On my second or third day of searching, I ventured to the far north end of the farm, which was bordered by a row of tall cedars. Sweaty and aching after a day of digging holes, the sound of rushing water lured me onward.
Beyond the trees and down a steep gorge was the Paluxy River. It was like nothing I’d ever seen—a swath of pure, blue water winding between huge slabs of chalky white limestone, set off against lush evergreens and bright green cacti. I slid down the hill and entered another world, far from Wilburn’s dusty fields.
I wound my way between the big rocks and scampered over the smaller ones, till I reached the shore. Leaving my boots behind, I waded into the shallows. The water flowed around my ankles, warming my feet and cooling my body at the same time.
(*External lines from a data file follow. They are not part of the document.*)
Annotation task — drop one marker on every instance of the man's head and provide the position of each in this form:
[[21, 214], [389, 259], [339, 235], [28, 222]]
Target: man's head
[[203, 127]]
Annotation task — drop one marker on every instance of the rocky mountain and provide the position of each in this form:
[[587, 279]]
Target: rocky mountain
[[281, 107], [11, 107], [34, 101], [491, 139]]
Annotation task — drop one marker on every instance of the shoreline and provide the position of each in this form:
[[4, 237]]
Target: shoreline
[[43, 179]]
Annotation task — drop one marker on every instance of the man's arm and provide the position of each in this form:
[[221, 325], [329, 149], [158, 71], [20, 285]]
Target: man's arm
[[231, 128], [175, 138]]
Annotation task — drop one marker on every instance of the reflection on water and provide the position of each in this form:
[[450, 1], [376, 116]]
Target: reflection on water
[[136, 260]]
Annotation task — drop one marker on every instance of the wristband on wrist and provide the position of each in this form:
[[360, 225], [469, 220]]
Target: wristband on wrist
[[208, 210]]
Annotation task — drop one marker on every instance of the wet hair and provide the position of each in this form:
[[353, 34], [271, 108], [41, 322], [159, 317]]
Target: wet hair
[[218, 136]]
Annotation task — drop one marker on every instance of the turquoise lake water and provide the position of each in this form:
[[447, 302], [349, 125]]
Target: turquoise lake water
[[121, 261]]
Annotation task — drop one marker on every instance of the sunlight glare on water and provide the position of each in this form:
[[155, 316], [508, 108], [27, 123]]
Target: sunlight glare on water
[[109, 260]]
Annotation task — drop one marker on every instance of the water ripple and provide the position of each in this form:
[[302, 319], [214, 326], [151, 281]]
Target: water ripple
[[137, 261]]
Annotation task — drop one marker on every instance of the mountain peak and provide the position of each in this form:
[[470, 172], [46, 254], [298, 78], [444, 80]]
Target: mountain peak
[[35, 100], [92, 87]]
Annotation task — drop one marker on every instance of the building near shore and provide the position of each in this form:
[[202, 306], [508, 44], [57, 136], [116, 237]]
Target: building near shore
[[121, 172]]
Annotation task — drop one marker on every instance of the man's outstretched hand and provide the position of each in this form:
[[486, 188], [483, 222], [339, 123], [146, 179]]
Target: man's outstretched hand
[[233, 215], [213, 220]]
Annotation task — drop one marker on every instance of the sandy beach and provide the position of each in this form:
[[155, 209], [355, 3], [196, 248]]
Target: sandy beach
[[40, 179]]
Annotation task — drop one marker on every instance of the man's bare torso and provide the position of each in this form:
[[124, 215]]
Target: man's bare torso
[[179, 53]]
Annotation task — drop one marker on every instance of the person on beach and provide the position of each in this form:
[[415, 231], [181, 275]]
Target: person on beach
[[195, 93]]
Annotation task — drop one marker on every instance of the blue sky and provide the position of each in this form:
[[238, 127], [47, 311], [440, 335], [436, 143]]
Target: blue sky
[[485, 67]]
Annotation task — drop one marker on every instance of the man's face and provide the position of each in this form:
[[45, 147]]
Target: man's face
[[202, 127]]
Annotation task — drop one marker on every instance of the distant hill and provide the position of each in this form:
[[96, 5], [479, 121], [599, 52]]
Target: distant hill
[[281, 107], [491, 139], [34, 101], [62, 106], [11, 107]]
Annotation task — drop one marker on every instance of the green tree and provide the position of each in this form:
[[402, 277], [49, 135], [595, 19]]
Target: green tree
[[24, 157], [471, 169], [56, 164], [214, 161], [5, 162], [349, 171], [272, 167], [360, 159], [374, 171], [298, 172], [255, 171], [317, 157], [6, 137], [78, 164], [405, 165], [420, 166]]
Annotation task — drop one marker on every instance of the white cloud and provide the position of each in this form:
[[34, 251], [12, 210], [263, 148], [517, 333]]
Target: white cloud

In a spot where the stone formed a deep pocket, I spotted a school of bluegills—next time, I’d have to see if I could borrow a fishing pole from Uncle Will.
Then I got a strange urge—strange for me, at least. I peeled off all of my sweaty clothes and jumped into the water. When I was in up to my waist, I held out my arms and leaned back, gliding wieghtless on a sparkling bed of sapphire blue. All of my aches and pains melted away.
I wondered why I’d never liked swimming before. Then I remembered that the waters in Northern Michigan are ice-cold even in summer, they’re full of green slime and brown muck, and there’s a good reason why the pond near our house was called Leach Lake.